I was impressed by all the love and genuine positive vibes I felt from seeing the long line in the theater to warm looking stares of love and connection I felt when attending the movie. I thought it is best to wear all Black and watch the movie at Magic Johnson Theater in Harlem during Black History Month! To be completely transparent I cried 10 minutes into the film due to the imagery and NEVER seeing Black folks be depicted on screen with the cool gadgets and futuristic technology be displayed so prominently. We have come a long way from chattel slavery to the first Black president, but we still have movies like the God-awful Gods of Egypt movie where all of the prominent characters were white whereas the slaves, servants, and menial characters were Black. With Black Panther, this is not the case at all!
ALL of the important figures were BLACK! The white characters were merely used as cannon fodder and as a plot device much like how Black people are used in American mainstream films created by white imagination and greed. Capitalism is often at the root of Black oppression, but this movie blatantly changes the narrative of what is possible for Black folks and celebrates our mother culture in ways that both nod to the past and what it could look like in the future all while staying firmly planted in the present. The pan African spirit that permeates and undergirds the entire movie is much welcomed.
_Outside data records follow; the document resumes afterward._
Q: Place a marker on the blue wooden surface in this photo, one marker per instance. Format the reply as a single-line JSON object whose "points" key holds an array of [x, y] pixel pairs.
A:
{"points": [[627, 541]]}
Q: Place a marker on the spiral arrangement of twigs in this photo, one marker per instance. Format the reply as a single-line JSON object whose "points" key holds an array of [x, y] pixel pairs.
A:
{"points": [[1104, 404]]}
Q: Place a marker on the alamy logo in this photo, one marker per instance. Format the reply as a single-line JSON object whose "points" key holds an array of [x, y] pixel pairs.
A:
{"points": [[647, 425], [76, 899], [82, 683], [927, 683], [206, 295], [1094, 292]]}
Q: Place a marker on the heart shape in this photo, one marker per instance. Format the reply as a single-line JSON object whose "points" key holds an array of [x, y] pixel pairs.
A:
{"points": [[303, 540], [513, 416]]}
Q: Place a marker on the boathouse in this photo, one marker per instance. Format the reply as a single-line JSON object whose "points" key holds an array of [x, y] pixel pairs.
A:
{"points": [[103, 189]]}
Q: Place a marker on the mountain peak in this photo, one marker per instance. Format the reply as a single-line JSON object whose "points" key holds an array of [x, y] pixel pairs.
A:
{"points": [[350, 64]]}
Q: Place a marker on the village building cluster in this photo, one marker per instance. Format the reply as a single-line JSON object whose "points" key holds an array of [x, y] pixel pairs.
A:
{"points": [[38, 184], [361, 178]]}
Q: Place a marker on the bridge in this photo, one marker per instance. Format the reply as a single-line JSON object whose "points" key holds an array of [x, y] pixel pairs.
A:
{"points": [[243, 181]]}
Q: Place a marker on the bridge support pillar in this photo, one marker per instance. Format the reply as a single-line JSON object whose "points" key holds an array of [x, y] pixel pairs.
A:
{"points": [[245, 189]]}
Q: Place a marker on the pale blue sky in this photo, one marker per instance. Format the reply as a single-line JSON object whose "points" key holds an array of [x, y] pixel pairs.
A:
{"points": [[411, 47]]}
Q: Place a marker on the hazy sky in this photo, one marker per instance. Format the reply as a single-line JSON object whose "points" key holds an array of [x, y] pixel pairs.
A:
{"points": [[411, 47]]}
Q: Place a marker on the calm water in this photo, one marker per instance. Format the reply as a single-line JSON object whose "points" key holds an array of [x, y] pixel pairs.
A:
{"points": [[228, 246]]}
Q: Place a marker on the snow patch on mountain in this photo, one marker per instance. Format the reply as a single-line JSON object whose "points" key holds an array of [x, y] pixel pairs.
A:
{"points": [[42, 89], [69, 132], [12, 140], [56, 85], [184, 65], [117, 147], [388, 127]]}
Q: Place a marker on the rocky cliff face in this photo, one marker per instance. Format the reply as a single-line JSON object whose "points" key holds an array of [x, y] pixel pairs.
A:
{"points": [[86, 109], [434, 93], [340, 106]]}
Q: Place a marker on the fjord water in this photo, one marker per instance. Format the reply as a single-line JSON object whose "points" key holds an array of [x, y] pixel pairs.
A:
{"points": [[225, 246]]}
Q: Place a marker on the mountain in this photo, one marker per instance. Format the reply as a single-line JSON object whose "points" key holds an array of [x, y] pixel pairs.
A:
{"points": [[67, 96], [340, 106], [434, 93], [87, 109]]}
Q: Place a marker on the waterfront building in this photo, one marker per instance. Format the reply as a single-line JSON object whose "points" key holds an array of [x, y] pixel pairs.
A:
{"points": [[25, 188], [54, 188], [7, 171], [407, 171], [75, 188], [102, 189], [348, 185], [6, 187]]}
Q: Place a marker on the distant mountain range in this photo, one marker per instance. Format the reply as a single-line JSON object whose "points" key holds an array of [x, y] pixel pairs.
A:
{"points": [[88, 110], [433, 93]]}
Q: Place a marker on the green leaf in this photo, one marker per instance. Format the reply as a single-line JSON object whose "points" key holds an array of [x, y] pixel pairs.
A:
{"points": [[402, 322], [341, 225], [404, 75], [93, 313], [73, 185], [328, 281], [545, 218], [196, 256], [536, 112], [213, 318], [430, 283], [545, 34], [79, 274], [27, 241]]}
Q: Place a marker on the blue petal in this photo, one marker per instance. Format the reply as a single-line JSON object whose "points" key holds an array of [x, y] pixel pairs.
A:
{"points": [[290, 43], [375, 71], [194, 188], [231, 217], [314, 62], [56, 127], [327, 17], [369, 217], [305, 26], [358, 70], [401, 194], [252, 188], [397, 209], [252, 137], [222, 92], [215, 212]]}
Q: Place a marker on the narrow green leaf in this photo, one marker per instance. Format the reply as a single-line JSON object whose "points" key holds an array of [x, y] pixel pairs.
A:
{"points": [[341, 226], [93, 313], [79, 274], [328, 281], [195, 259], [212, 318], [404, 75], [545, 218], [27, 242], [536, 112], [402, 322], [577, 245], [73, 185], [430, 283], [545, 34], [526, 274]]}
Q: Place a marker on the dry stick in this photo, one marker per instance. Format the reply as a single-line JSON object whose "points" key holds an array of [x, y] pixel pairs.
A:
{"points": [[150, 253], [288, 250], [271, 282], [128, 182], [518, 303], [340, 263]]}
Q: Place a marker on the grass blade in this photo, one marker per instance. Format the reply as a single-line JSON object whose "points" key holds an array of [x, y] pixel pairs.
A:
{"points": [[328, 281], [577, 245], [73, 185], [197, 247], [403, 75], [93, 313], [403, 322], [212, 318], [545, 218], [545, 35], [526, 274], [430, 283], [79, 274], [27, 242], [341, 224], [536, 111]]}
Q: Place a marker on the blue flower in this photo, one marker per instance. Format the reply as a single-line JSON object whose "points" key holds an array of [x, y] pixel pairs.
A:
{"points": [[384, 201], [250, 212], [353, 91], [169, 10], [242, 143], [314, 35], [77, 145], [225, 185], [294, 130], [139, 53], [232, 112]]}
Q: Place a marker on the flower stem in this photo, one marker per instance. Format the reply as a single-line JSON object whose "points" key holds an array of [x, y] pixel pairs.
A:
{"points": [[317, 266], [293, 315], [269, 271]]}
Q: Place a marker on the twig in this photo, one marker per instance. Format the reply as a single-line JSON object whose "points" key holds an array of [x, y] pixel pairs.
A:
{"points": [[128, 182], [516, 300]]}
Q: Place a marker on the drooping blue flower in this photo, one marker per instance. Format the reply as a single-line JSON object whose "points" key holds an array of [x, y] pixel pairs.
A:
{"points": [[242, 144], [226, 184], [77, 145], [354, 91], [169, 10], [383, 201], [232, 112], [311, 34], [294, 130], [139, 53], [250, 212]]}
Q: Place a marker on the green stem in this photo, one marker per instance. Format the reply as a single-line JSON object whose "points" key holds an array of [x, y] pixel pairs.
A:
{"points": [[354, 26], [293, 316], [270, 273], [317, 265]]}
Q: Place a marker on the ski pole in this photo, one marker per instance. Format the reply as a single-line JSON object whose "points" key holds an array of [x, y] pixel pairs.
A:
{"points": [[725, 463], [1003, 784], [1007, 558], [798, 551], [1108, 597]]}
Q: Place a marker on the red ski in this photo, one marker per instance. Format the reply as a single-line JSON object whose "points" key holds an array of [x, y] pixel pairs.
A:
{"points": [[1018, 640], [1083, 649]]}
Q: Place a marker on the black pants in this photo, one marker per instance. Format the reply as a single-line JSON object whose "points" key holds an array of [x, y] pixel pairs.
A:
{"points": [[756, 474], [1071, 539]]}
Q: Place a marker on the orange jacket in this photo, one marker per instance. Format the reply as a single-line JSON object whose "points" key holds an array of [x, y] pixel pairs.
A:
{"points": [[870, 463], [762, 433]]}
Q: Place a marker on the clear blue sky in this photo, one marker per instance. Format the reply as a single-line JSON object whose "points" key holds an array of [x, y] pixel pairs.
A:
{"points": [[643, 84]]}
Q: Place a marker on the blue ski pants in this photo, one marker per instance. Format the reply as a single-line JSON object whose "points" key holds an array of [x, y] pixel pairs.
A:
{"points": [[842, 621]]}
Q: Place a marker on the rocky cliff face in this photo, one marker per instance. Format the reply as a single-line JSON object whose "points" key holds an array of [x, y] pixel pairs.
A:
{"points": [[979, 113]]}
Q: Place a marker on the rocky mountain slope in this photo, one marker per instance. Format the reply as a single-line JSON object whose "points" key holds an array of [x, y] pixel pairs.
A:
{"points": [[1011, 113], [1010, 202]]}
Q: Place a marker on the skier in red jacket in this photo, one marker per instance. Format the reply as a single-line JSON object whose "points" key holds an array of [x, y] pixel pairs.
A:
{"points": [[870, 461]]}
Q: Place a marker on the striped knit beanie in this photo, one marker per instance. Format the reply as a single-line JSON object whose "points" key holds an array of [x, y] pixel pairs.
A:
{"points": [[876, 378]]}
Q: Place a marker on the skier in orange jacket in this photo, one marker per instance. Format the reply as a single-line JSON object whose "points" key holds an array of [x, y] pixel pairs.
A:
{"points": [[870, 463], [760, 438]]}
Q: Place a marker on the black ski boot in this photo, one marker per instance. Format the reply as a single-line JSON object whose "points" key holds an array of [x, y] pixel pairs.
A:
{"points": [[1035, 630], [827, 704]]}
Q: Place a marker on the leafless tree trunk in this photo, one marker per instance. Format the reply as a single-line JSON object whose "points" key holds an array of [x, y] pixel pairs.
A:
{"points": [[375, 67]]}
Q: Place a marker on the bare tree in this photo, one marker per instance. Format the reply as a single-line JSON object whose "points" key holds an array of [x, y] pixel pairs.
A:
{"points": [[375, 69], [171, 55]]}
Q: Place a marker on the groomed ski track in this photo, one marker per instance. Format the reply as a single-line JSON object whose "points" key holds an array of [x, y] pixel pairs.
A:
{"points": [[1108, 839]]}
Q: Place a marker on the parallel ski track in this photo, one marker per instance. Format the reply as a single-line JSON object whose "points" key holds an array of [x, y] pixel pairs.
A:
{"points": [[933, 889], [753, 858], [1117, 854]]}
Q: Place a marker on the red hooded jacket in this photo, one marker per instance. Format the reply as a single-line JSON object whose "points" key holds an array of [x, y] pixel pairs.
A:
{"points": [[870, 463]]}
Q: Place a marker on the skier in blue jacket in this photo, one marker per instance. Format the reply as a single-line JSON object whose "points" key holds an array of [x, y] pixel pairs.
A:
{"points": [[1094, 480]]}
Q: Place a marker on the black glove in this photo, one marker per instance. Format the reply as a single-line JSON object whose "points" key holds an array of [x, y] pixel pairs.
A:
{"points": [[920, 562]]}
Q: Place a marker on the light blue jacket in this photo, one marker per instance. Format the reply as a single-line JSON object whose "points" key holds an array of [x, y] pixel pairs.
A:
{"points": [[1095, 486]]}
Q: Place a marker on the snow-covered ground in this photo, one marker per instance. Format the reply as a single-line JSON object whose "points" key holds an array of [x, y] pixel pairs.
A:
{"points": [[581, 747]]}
As a Black Studies Major, I was pleased to see that form wasn’t sacrificed for function in that America was not emphasized or Africa toned down to be more palatable to white folks. I was also pleased to see that there was true equality amongst the genders as there could be no Black Panther without his community of both men and women to support him and vice versa. As always the white supremacist-trolls populated small corners of social media to perpetuate lies about white folks being attacked by Black movies goers at Black Panther screenings. Of course, these allegations were not true and plenty of white folks undoubtedly contributed to the movies $404 million in sales. Wakanda is what Black folks and Black society could achieve if left to our own devices devoid of colonizers, white supremacists, political sabotage, and coons.